In the end, you should be signing a contract in as simple of terms as possible even though you're still going to have a lawyer to translate it for you. The scenarios people like her, Smashing Pumpkins, Nirvana etc. got screwed under were due to their ignorance and desperation to make money. This was largely due to their scene killing off the 80's metal and pop rock where bands and singers were spoiled rotten never having to deal with any of this nonsense.
But, when you get someone showing up at your doorstep with a bag of gold asking you what they should do with it, they're just asking to be screwed!
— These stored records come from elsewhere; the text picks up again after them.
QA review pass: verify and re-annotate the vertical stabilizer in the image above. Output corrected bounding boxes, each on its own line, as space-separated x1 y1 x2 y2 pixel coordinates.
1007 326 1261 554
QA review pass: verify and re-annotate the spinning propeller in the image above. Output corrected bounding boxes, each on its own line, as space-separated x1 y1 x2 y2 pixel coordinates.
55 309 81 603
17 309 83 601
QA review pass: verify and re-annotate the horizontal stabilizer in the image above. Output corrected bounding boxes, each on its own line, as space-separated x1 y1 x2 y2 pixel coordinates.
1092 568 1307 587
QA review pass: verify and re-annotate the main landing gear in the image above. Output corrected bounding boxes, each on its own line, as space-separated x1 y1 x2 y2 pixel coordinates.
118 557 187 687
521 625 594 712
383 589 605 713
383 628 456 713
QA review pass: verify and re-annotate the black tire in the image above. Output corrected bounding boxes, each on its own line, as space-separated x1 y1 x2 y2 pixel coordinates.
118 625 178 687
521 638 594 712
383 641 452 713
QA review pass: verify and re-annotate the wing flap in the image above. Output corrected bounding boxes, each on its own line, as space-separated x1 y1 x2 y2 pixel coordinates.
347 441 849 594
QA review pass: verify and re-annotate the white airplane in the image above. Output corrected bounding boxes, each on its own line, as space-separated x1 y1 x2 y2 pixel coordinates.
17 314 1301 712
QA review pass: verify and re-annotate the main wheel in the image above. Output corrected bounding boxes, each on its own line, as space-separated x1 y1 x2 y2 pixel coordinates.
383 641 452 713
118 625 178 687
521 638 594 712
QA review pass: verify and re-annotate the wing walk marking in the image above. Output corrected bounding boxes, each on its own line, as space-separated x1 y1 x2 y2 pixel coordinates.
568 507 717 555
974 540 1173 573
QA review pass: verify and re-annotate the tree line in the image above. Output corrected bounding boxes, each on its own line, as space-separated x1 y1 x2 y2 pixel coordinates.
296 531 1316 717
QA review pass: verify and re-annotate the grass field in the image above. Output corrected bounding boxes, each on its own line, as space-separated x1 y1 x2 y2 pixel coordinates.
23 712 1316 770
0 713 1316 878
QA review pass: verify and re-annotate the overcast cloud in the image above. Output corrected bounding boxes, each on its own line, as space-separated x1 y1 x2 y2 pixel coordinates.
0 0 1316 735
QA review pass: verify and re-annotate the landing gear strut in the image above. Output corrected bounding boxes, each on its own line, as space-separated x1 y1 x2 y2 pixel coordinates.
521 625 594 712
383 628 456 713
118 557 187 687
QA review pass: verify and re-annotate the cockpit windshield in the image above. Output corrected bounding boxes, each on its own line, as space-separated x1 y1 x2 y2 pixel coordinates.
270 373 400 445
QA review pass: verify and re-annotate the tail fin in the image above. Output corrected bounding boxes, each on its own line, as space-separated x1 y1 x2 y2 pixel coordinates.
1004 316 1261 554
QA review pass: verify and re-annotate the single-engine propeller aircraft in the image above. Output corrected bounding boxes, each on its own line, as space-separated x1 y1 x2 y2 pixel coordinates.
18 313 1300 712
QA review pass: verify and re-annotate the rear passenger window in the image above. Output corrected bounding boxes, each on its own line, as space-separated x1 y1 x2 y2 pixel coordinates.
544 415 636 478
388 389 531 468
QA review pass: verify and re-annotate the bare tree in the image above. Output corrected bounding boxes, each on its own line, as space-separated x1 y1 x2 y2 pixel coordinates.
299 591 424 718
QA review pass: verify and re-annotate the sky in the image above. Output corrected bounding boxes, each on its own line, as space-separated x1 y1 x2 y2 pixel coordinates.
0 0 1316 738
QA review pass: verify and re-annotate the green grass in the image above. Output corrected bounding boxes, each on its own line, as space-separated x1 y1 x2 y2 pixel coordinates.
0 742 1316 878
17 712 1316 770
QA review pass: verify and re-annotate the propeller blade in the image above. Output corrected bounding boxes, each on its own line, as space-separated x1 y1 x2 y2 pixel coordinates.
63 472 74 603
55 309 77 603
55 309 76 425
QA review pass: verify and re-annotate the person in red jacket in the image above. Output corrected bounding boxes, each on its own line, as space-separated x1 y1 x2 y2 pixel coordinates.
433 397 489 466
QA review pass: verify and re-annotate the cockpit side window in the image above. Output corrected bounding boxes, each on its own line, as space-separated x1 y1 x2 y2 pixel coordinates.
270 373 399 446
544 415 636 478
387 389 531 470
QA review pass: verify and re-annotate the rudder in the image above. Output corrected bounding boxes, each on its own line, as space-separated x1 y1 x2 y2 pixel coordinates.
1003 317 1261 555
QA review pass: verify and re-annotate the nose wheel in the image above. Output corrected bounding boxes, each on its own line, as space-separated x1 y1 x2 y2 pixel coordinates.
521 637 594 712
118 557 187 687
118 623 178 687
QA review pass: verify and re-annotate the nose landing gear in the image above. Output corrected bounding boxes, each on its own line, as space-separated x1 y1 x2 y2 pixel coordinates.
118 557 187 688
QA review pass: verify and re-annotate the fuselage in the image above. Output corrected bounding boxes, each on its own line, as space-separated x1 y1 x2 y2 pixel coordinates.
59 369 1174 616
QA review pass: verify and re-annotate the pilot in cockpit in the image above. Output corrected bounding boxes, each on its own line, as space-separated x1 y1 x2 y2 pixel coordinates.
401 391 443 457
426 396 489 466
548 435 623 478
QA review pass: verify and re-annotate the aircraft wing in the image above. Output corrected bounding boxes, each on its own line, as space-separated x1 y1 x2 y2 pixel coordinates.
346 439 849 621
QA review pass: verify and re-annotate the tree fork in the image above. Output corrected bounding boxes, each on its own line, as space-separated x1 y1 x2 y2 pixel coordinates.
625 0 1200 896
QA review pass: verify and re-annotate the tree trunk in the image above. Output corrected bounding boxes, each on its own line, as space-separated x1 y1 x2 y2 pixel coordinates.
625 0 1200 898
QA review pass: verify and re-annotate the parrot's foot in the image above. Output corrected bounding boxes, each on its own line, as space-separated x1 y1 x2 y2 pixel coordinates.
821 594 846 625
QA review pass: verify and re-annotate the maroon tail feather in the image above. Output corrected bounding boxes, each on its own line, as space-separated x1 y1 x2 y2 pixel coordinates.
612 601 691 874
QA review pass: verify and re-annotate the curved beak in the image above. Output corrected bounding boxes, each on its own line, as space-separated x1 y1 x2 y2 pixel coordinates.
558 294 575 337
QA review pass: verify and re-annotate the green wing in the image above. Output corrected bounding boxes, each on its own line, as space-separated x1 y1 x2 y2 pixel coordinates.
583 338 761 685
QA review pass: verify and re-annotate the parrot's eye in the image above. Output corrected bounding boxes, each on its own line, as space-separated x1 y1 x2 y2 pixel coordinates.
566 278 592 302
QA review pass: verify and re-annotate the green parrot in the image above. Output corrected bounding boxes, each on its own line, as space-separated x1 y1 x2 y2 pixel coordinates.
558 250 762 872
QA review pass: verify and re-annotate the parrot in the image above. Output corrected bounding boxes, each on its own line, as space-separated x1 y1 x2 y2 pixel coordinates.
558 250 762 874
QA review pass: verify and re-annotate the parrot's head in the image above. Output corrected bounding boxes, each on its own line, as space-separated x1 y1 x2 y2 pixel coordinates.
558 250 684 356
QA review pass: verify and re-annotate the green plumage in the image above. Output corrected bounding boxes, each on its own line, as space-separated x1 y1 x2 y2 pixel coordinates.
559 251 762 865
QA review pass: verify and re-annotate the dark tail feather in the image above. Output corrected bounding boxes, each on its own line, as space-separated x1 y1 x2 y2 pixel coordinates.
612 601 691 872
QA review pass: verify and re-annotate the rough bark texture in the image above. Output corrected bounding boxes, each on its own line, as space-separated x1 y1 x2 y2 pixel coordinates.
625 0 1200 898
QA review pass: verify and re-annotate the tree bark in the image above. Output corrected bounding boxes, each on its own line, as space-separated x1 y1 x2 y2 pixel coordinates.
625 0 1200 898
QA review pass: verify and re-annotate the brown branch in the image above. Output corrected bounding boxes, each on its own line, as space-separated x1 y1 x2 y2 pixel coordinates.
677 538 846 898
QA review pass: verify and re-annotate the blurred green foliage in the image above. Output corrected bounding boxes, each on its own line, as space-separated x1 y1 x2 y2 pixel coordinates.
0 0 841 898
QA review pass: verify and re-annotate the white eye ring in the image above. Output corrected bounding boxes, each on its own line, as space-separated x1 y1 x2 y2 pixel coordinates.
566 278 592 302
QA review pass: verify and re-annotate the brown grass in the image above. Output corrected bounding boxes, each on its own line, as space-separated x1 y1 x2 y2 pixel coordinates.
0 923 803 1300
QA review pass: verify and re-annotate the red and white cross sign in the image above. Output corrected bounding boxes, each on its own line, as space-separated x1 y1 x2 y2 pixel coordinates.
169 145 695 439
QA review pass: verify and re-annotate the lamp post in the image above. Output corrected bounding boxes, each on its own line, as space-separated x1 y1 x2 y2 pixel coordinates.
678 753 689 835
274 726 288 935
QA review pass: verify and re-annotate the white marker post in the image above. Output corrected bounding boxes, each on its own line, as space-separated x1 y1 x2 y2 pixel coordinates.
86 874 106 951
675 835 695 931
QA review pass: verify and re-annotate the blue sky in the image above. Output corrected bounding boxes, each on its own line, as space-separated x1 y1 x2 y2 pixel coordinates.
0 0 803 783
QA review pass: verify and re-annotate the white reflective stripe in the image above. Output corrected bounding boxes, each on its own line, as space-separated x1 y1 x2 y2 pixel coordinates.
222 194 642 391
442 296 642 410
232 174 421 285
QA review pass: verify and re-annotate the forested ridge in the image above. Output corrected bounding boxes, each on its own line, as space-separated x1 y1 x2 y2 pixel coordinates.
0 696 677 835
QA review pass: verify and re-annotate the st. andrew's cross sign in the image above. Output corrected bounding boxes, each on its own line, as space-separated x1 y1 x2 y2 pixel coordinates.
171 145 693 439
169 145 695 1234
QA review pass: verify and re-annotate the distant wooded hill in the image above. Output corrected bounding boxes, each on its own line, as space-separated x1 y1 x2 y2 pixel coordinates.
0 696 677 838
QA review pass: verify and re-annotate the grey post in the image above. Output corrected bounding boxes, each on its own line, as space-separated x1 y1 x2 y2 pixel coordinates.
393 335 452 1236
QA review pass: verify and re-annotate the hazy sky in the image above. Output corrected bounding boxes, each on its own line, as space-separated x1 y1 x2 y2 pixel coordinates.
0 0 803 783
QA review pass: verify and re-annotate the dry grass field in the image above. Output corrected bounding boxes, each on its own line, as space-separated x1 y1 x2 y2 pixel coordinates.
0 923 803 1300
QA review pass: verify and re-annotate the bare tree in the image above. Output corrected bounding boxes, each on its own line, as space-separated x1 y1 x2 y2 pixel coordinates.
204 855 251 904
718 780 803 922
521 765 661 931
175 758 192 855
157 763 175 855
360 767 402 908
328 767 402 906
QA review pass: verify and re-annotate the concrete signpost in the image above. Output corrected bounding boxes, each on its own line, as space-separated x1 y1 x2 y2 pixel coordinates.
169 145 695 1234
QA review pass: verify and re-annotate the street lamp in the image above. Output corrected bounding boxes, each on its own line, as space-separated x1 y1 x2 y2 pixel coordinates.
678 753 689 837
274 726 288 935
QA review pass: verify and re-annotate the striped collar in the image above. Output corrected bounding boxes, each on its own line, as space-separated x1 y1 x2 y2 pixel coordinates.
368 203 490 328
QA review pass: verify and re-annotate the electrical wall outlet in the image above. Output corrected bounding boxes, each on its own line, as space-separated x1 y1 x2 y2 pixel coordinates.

What I don't get is, why aren't these now "veterans" working with any of us and starting their own production companies rather than record labels or even record companies. All the money and power is in producing and distribution and now that they have the money to get financed by a bank to start such a business, none of them still bother.
I mean a 2 million dollar music video?
Sure, if you're a spoiled narcissist like Courtney, you won't ask for receipts. Meanwhile I saw videos in her day, today and continue to see music videos shot for little or nothing and finding their way onto commercial television. How is it rock bands with a dozen hits struggle to make enough to live off of and pop stars like Hilary Duff piss away 8 million dollars on a mansion without ever having had a successful album or movie?

I think when you have a handful of hit songs from a band that is intelligent and hard working, the only real obstacle today is getting promoted on commercial radio stations and making money off of music sales due to piracy. Since bankers like Barack Obama, George W Bush, Bill Clinton and all of CONGRESS run the country, their only concern is the numbers on paper and their influence on the economy, not the legality of how those numbers were generated.

It all boils down to people who aren't all that talented or intelligent buying into the fandom bullshit and record label praise letting their egos do the walking and talking and they get screwed.
Meanwhile the real artists can't even get a BAND started because they intimidate the hell out of the dreamers that want to be a star rather than serve someone that genuinely has the talent skills and brains to lead a band into mainstream commercial success.

The industry just changes it's system of function completely every 10 years and always for the worse.